New York to Vendée Race – Thomson still in the hunt
by ny-vendee.com on 5 Jun 2016

Thomson still in the hunt - 2016 New York–Vendée Transatlantic Race Yann Riou / Gitana
If Alex Thomson on Hugo Boss was ruing the ranking on Sunday morning, which confirmed that he was continuing to lose miles to the leader Jérémie Beyou (Maître CoQ), it should be some consolation to have seen that he is not alone. Second-placed Sébastien Josse (Edmond de Rothschild), who remains on a track just south of Beyou, was also losing miles.
Beyou took 12 miles out of Josse overnight from Saturday into Sunday to increase his lead to 17.6 miles by 0630 UTC and extended his lead over Thomson by over 20 miles to 65.5 miles. Over the last four hours Maître CoQ has been averaging 15.8 knots, only 0.7 of knot faster than Edmond de Rothschild and 1.4 knots more than Hugo Boss. But Thomson must be glad to through the pummeling he has been receiving in the north, near the eye of a depression that has been throwing winds touching 50 knots at him.
A short message from his team yesterday suggested that the last two days have not been easy: “Alex is experiencing some tough conditions onboard with gusts of 50 knots and some crazy waves. He has slowed down and is sailing with just a reefed mainsail. Alex is fine, and is focused on getting through the rough weather and back to racing at 100% and reaching Les Sables d’Olonne safely!”
Further consolation, of a kind, may be that it is far from plain sailing with just over 700 miles to go to the finish and Thomson is still in the hunt. The depression the leaders are in is moving north relatively quickly and the wind will ease to around ‘just’ 20-30 knots and progressively drop. By Monday morning it will be around 15 knots from the south. The present forecast suggests an area of high pressure in the Bay of Biscay will turn the wind to slop by Monday evening and potentially make progress painfully slow on Tuesday. The bad news for Hugo Boss is that if the predicted easterly wind begins to fill in from the south (closer to the Spanish coast) it may benefit the more southerly Maître CoQ and Edmond de Rothschild.
One thing is certain, Beyou, a three-time winner of La Solitaire du Figaro, who is a past master at close-quarter offshore battles, will not give this lead up without an almighty fight.

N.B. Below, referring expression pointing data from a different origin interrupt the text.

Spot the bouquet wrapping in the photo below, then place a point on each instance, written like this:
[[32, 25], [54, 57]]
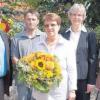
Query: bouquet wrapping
[[40, 70]]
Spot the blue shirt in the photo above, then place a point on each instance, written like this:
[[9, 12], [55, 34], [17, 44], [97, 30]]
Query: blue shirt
[[3, 59]]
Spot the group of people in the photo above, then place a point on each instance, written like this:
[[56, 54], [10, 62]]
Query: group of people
[[75, 48]]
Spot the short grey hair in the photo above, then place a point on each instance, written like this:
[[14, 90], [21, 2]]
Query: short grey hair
[[32, 11], [77, 7]]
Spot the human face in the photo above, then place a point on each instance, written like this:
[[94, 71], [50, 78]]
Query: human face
[[31, 21], [51, 28], [77, 18]]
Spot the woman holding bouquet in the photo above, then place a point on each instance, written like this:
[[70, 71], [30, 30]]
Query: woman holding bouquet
[[55, 44]]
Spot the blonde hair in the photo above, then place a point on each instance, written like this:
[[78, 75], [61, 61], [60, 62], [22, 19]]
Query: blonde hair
[[77, 7], [52, 16]]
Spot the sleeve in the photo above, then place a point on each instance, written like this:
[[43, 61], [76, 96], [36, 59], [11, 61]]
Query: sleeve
[[71, 69], [92, 57]]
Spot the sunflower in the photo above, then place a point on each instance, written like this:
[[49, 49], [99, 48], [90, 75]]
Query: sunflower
[[40, 64]]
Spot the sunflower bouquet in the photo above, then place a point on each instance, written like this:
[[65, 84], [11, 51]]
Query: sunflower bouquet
[[40, 70]]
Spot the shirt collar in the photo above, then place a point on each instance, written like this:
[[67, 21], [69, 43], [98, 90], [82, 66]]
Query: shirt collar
[[37, 33]]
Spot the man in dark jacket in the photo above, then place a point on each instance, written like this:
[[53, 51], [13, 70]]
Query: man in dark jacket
[[5, 65]]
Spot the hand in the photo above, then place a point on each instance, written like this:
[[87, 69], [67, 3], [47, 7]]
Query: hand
[[72, 95], [90, 88]]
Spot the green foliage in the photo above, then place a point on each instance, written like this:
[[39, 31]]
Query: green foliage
[[97, 30]]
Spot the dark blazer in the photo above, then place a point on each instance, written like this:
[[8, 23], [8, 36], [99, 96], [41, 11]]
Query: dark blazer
[[85, 56], [8, 77]]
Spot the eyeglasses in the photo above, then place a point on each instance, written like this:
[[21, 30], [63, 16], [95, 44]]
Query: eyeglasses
[[79, 15]]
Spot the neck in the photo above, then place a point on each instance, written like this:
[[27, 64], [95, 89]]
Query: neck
[[52, 40]]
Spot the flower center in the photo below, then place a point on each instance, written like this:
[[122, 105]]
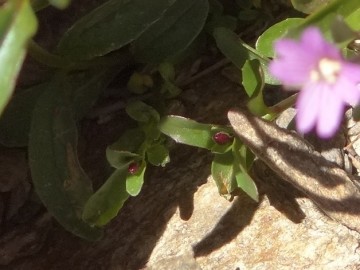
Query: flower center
[[328, 70]]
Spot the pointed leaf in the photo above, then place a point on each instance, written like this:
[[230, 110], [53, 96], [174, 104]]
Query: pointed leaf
[[222, 172], [247, 184], [173, 32], [134, 182], [265, 43], [110, 27], [106, 203], [17, 25], [125, 149], [16, 119], [57, 176], [187, 131], [158, 155]]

In the mid-fleet, Paul Meilhat on SMA, in fourth place is powering along, averaging over 19 knots this morning as he continues to head north, catching some of the same wind the leaders have been in. Vincent Riou on PRB has docked for his pit-stop in the Azores to repair a leak and some power issues, which means Japan’s Kojiro Shiraishi (Spirit of Yukoh) has moved into sixth place.
The depression to the north of the back five in the fleet is going to move east faster than the boats can move. But the subsequent north-westerlies they will find at the backend of this depression will be of particular benefit to the handicapped boats forced to sail on a port tack (using their starboard foil/daggerboard) – all except 100% Natural Energy have no port foil/daggerboard after the damage at the start.
But the race-within-a-race at the tail-end of the fleet is beginning to separate, with, unsurprisingly, the three bigger French team skippered by Jean-Pierre Dick (St Michel – Virbac), Morgan Lagravière (Safran) and Yann Eliès (Quéguiner – Leucémie Espoir) pulling away. Leaving the New Zealander, Conrad Colman (100% Natural Energy) and the Dutchman, Pieter Heerema (No Way Back) to battle it out at the back.